La Corte di Cassazione ha stabilito che un proprietario può essere vincolato dagli atti del suo mediatore immobiliare se questi è stato lasciato agire come mandatario apparente. Tale decisione tutela gli acquirenti in buona fede, ma impone ai venditori di sorvegliare attentamente i propri intermediari.

Decisione di riferimento : cc • N° 69-11.397 • 1970-10-21 • Consulta la decisione →

Immaginate: siete proprietari di un terreno a Hénin-Beaumont. Per venderlo, affidate la ricerca di acquirenti a un mediatore immobiliare. Lui trova clienti, incassa acconti, firma compromessi di vendita a vostro nome. Poi sparisce con il denaro. Gli acquirenti si rivolgono contro di voi. Potete rifiutarvi di vendere con la scusa che non avete mai dato mandato per incassare i fondi? La Corte di Cassazione ha risposto: no, se avete fatto credere agli acquirenti che quell'uomo era il vostro mandatario.

Questa domanda, centinaia di proprietari se la pongono ogni anno. Cosa vincola realmente un proprietario nei confronti di un acquirente?
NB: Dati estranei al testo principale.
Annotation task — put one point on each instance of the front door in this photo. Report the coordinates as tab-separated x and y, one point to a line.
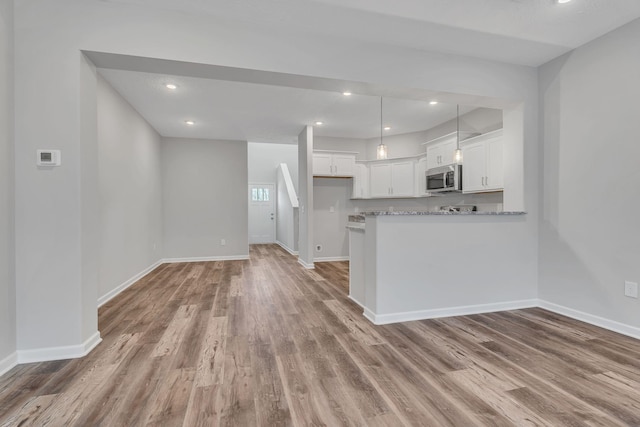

La risposta sta in un concetto chiave: il mandato apparente. Quando un intermediario si comporta come vostro rappresentante e voi lo lasciate fare, potete essere ritenuti responsabili dei suoi atti, anche senza mandato scritto.

La sentenza del 21 ottobre 1970 (ricorso n. 69-11.397) è un riferimento imprescindibile. Essa stabilisce i limiti della responsabilità del proprietario di fronte alle azioni del suo mediatore. Decodifica completa di questa decisione e delle sue conseguenze pratiche per proprietari e acquirenti.

I fatti: una storia come se ne verificano ogni giorno

Il signor X, proprietario a Hénin-Beaumont, desiderava vendere diversi terreni. A tal fine, si rivolge a un mediatore, il signor Volny, con cui aveva già lavorato. Il loro accordo è semplice: Volny deve trovare acquirenti e negoziare le vendite. Ma ben presto le cose degenerano.

Volny non si limita a presentare clienti. Incassa direttamente le somme versate dagli acquirenti – talvolta in contanti, talvolta tramite assegno a suo ordine. Redige e fa firmare compromessi di vendita in cui si presenta come « mandatario del proprietario ». Il signor X, informato o meno, non dice nulla. Lascia fare.

Diversi acquirenti, tra cui la società Asso, versano acconti importanti (alcuni parlano di diverse decine di migliaia di franchi dell'epoca). Volny incassa e… non versa nulla al proprietario. Peggio, non dà seguito alle vendite. Gli acquirenti, che hanno firmato un compromesso, chiedono la reiterazione per atto notarile (la firma definitiva dal notaio). Il signor X rifiuta: non ha mai dato mandato a Volny per incassare il denaro, né per firmare a suo nome.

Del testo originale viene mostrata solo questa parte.